Richard Dicker, an international law expert at Human Rights Watch, believes post-Abu Ghraib image recovery won’t be easy. “A lot of damage has been done,” he said.

The extent of U.S. prisoner mistreatment in both Iraq and Afghanistan was disclosed Thursday in an Army report: 39 have died in U.S. custody, and 94 others are abuse victims, either proved or suspected.

In May, when the prisoner abuse scandal was peaking, Craner rejected the notion the administration should lower its voice on rights abuses internationally.

“Who would be better off if we self-consciously turned inward and ignored human rights abuses elsewhere – in places like Burma and Zimbabwe and Belarus?” he asked, referring to countries under authoritarian rule.

Recently, the State Department withheld release of a report outlining its good works in 101 countries, waiting until the tempest over Abu Ghraib eased.

U.S. efforts, the report says, include establishment of a school to enhance leadership skills of politically active women in East Africa; the first independent printing press in Kyrgyzstan; and creation of halfway houses for former child soldiers in Colombia so they can live normal lives.

Secretary of State Colin Powell’s highest profile rights initiative nowadays is to ease the suffering in Darfur.
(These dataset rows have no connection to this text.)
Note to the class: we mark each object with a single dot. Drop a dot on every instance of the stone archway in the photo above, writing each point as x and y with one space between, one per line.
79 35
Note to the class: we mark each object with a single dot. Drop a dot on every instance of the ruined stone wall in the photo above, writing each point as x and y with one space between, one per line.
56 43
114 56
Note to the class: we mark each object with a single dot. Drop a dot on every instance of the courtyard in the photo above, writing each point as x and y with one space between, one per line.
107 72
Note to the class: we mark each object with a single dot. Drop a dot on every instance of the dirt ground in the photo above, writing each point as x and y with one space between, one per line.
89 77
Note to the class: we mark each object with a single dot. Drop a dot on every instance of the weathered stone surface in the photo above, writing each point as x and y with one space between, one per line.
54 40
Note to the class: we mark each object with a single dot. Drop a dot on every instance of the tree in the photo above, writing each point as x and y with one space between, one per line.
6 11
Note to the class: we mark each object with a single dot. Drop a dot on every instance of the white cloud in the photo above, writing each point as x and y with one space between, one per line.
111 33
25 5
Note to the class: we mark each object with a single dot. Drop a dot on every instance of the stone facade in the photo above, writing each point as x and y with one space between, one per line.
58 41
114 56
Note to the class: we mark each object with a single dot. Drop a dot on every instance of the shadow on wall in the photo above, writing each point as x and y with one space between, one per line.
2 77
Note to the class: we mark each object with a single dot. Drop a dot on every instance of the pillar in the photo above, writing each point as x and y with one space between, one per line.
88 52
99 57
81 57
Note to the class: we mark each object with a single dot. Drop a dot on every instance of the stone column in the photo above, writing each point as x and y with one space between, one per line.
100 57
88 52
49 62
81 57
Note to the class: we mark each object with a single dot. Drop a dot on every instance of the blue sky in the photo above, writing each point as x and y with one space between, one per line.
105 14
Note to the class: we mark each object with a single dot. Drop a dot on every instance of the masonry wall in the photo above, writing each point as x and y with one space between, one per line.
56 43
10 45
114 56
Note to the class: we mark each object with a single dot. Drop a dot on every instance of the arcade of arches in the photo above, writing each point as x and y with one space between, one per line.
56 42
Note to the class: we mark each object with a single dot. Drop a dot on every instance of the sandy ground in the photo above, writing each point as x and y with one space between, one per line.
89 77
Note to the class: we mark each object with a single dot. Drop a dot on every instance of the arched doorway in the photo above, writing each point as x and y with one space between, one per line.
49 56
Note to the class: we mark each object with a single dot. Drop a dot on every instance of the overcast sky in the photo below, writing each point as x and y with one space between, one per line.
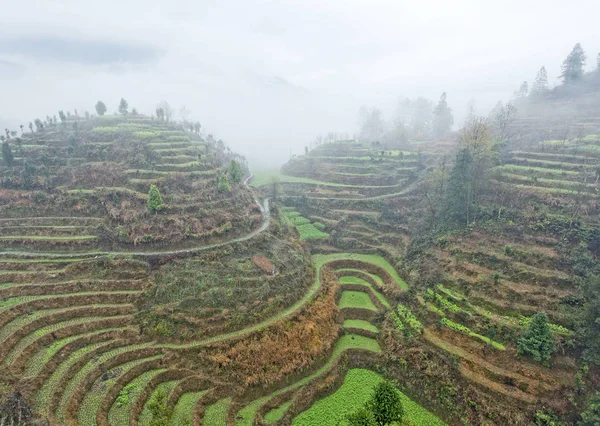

He is demanding that Sudanese authorities increase humanitarian access to victims there and rein in militias responsible for the suffering.

Democratic candidate John Kerry has indicated he may be less assertive on certain aspects of human rights policy than Bush. For example, he told the Washington Post in May that pursuing nonproliferation goals in Russia and Pakistan is more important than protecting human rights, and that China’s integration into the world economy transcends rights concerns.

Virtually all presidents have been harshly criticized on rights policy, mostly from rights groups that contend the White House has often been indifferent to countries where abuses are common.

Amnesty International USA leveled that charge when the State Department released its annual human rights report in February. It argued that too many countries feel too little U.S. pressure to end abuses.

Bush’s defenders reject the allegation, pointing to the administration’s push for democratic reform in the Middle East – a goal Powell will be pursuing during a visit to the region this week.